The under remuneration of news publishers, especially measured against the value they create for platforms like Google and Facebook, has been a hot topic for some time. 

In 2021, the Australian government became the first to introduce legislation mandating that platforms pay for news content.  

This marked an important step forward, however, it arguably shied away from the fundamental issue at hand, namely determining how valuable news content is to the platforms and vice versa.  

The Australian procedure, instead, follows the principles of baseball arbitration, wherein an agreement must be reached within a certain fixed window. In the absence of a settlement, the matter is referred to an arbitral committee, which is free to select either offer. In theory, the risk of the arbitral committee accepting a competitor’s unnegotiated position compels both parties to come to a mutually beneficial arrangement.  

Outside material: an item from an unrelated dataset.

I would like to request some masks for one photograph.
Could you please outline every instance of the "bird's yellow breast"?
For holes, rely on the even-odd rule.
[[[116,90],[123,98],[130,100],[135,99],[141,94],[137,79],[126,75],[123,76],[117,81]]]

Yet, without determining value in the first instance, there is a risk that negotiations simply produce the wrong answer.  

The UK, which has now established an initial ‘payment for content’ framework under the newly introduced Digital Competition Bill, faces the task of determining an equitable split of the ‘joint value’.  

Professor Gawer’s paper:  

A substantial proportion of platform profits are derived from news content, one of the unique values of which is that it is constantly updated. This means more traffic, which in turn means higher ad revenues. Professor Matt Elliott, indeed, estimated in 2018 that news content is worth £1 billion pounds to Google and Facebook, annually.  

The platforms have in turn sought to demonstrate the substantial value they, as distributors, create for content producers. In 2019, Google commissioned Deloitte to produce a study on “The Impact of Web Traffic on Revenues of Traditional Newspaper Publishers”, which found that the total value of web traffic to UK news publishers was £500 million in 2018.  

Then in May 2022, shortly after the Queen’s Speech confirming a pending Australian-type bargaining code, the then Vice President for Google UK took to Google’s blog, highlighting this statistic as evidence of the value Google generates.  

It is this misleading claim which Professor Gawer’s article addresses.  

The most blatant misdirection contained in Google’s post is the direct equation of total traffic with Google’s referral traffic traffic. Accounting for app traffic and discounting non-referral traffic and the use of other search engines, Professor Gawer estimates that Google generates for a maximum of 35% of UK news traffic. This is also crucially, indirect traffic, which is substantially less valuable than direct traffic measured by user engagement, further diminishing Google’s claim to the joint value to just £75 million.  

Beyond the factual inaccuracies in Google’s assertions, the paper also questions how far this calculus reflects the true value Google provides if it is simply being used as a navigational tool. The obvious counterfactual would be, how many consumers would continue publisher’s sites directly or through an alternative means? To which the likely answer is the majority. Professor Gawer, indeed, points to the surge in news traffic, following Facebook’s outage in October 2021 as evidence of the inherent substitutability of these platforms. 

What next?  

Professor Gawer’s article provides a useful starting point from which we might be able to reasonably determine a fair split of the joint value generated by platforms and news publishers. Professor Gawer stops short of accounting for the above-mentioned substitution effect in her adjustments to the Deloitte estimate “for lack of a good estimate”, but this must likewise be considered by lawmakers when calculating a benchmarked figure.  

The paper also provides, if indirectly, a cautionary demonstration of the complexity of the matter at hand. A negotiate-first approach adopted by the Australians is clearly inadequate when Google can simply misrepresent the meaning of relevant data and as a consequence massively inflate any estimate of their contribution.